Hmm kann es anfürsich daran liegen das es Problemme giebt wegen meiner gigabit Onboard Nic weil  mein Router bezihungsweise switsch nur 100 Mbit können? Ich kann mir es eigentlich nicht vorstellen aber naja ihr wisst sicherlich das man in richrungen denkt die eigentlich schwachsinn sind wen man am verzweifeln ist^^

Ach was ich noch vergessen hatte zu erwähnen ich hatte ma nen dauerping gemacht und da war es dan so das dan mal nen ping hoch war dan heüfigte sich das  und die abstände waren dan immer kürzer mit den hohen pings bis ich halt keine verbindung mehr habe und wie gesagt nur nen neustart hilft.


----------



## Painkiller (5. September 2010)

Hast du mal versucht Zone Alarm und Spybot auszuschalten?


----------



## AlienWarrior (6. September 2010)

Hmm eigentlich schon aber aus verzweiflung werde ich es mal deinstallieren genau wie vmware und dan werd ich mal sehen......


----------



## Painkiller (6. September 2010)

Ich hab auch TuneUp bei dir gesehen. Was hast du denn mit dem Programm gemacht?

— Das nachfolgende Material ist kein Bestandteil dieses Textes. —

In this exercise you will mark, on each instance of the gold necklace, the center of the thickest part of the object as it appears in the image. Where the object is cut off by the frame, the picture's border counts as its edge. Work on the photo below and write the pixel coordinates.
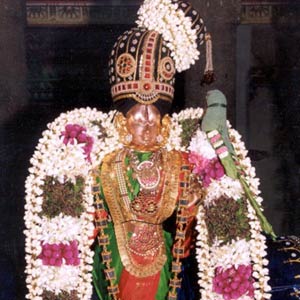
(147, 172)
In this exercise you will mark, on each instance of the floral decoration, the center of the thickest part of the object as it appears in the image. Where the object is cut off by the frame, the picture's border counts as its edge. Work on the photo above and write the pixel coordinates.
(231, 259)
(165, 17)
(76, 133)
(59, 204)
(63, 198)
(57, 254)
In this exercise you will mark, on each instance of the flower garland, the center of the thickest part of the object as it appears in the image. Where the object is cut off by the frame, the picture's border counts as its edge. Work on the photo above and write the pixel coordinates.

TuneUp ist mit Vorsicht zu geniesen. Damit haben sich schon so manche Leute das OS zerschossen.


----------



## AlienWarrior (6. September 2010)

Hmm ja ich brauchte das tool mal für die regestry da ich da ma per regedit nicht mehr rein kam hatte da nen fehler aber das Problem habe ich nicht mehr ich habe jetzt ein paar programme deinstalliert auch tuneup hmm ich schaue mal aob das was gebracht hat wen ja liste ich auf was ich deinstalliert habe^^


----------



## Painkiller (6. September 2010)

Naja, die Änderungen die du mit TuneUp gemacht hast, bleiben ja gespeichert.

Ob das also soviel bringt ist fraglich...


----------



## AlienWarrior (6. September 2010)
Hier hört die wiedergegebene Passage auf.